Elles ont été créées par des clients de restaurants avec le manchon de papier dans lequel sont glissées les baguettes jetables.
"Cette première pièce avait plutôt l'air bonne pour la poubelle", se souvient le jeune homme de 27 ans. Mais elle l'a fait réfléchir. "Et si c'était un message que m'adressent les clients? Soudain, débarrasser les tables est devenu ludique".
Il n'est pas de coutume de laisser quelques pièces aux serveurs au Japon, mais M. Tatsumi a fini par considérer ces petits papiers pliés comme un pourboire "à la japonaise" et a commencé à guetter leur apparition.
Il a rapidement constaté qu'il existait une immense variété de ces mini-oeuvres d'art laissées par les convives. Sans doute rien d'étonnant dans un pays où l'art de l'origami (papier plié) est un passe-temps très répandu et même enseigné à l'école.
"J'ai découvert que nombre d'entre eux avaient des formes de porte-bonheur japonais, tels qu'un éventail, une grue ou une tortue", raconte-t-il. "J'ai même vu une table comme transformée en aquarium avec des papiers pliés en forme de poissons et d'algues".

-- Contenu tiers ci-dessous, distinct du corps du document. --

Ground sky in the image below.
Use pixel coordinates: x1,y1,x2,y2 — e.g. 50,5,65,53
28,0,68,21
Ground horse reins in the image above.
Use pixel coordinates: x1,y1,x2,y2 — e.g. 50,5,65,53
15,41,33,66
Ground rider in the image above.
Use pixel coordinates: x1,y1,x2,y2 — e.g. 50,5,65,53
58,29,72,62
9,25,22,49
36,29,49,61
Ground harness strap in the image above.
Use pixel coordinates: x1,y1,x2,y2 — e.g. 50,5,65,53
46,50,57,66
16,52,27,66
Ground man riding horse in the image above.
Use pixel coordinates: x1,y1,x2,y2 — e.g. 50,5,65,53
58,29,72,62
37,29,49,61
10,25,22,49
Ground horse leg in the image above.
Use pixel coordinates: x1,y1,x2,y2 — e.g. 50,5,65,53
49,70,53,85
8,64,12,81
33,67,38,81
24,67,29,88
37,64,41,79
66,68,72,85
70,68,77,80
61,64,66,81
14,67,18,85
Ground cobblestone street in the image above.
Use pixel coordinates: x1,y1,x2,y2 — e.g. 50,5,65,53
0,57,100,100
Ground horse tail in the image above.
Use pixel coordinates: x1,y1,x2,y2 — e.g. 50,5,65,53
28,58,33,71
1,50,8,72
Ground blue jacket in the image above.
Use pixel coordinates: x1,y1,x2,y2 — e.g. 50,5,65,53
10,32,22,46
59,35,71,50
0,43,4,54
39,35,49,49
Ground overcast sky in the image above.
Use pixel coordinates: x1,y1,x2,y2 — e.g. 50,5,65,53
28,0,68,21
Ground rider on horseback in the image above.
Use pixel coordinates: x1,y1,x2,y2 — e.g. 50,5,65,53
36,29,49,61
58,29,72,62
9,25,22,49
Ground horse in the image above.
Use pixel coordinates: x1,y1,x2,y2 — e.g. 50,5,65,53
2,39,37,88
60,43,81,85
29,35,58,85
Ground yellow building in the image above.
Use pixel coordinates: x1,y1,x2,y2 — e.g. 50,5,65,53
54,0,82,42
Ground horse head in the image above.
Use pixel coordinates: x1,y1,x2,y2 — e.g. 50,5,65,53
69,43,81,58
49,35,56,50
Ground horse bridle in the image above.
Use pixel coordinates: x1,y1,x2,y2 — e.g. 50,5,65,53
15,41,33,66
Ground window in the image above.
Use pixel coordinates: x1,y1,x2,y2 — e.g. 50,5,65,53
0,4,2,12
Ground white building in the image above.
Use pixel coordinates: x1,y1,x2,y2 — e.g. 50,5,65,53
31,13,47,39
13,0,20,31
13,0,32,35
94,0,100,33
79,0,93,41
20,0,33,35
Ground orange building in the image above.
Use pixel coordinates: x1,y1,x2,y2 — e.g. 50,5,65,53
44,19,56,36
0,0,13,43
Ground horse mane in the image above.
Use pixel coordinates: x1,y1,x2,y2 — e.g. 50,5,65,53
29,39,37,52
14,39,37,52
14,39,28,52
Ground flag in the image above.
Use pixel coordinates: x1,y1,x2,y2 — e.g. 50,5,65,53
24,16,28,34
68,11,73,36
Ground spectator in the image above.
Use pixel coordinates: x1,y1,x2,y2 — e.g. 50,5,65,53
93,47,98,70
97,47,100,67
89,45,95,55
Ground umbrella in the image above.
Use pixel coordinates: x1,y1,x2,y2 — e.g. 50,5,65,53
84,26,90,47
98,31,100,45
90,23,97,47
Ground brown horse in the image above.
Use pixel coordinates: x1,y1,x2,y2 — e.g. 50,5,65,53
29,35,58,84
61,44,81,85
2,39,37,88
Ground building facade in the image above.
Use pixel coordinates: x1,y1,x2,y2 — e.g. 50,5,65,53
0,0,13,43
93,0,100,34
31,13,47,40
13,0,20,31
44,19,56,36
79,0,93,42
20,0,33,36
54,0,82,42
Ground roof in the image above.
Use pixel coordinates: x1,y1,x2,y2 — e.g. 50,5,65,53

Enchanté par ces trouvailles, il a décidé d'en dénicher ailleurs et a demandé à d'autres restaurants de lui faire don de ces petits cadeaux laissés par leurs propres clients.
Une exposition à Paris ?
En avril 2016, il s'est mis en chemin pour un périple d'une année à travers le Japon, demandant à des centaines de restaurants, tavernes, échoppes de nouilles de partager avec lui leurs étuis pliés.
Il a rencontré curiosité et résistance de la part de restaurateurs s'interrogeant sur sa passion pour des vestiges de repas qui vont d'habitude droit aux ordures. Mais au bout du compte, 185 lieux de restauration, de l'île septentrionale de Hokkaido aux contrées subtropicales d'Okinawa ont promis de garder tout ce qu'ils trouveraient afin de le lui envoyer.
"Bien des restaurateurs qui m'ont aidé m'ont dit qu'ils trouvaient à présent cela plus gratifiant qu'un pourboire en liquide", dit M. Tatsumi.
Il travaille à présent comme chercheur dans un musée d'art de Kameoka près de Kyoto et a environ 15.000 pièces dont chacune est enfermée dans une petite boîte en bois, comme un bijou.
Nombre d'entre elles sont simples: un repose-baguette en papier par exemple. Mais certaines sont plus élaborées comme cette petite robe noir et blanc ou cet étui bleu roulé en serpent.
Il y voit un moyen de communication entre clients et serveurs et s'inquiète devant la multiplication des restaurants où la commande se fait via un appareil dédié.
"Lorsque vous entrez dans un restaurant et n'avez affaire qu'à une machine, je ne pense pas que cela vous donne envie de fabriquer ces objets. Je pense vraiment qu'ils sont créés uniquement lorsque les gens communiquent directement", dit-il.
M. Tatsumi a déjà exposé sa collection de trophées au Japon et prévoit de la présenter dans le cadre d'expositions à Paris ou en Corée du Sud cette année.
"Le Japon est un pays très riche, où vous pouvez trouver quelque chose à manger n'importe où et n'importe quand, mais j'ai l'impression que les gens ressentent moins de gratitude qu'auparavant envers ce qu'ils ont et envers ceux qui préparent les aliments", estime-t-il.
"L'argent n'est pas le seul moyen d'exprimer des sentiments positifs".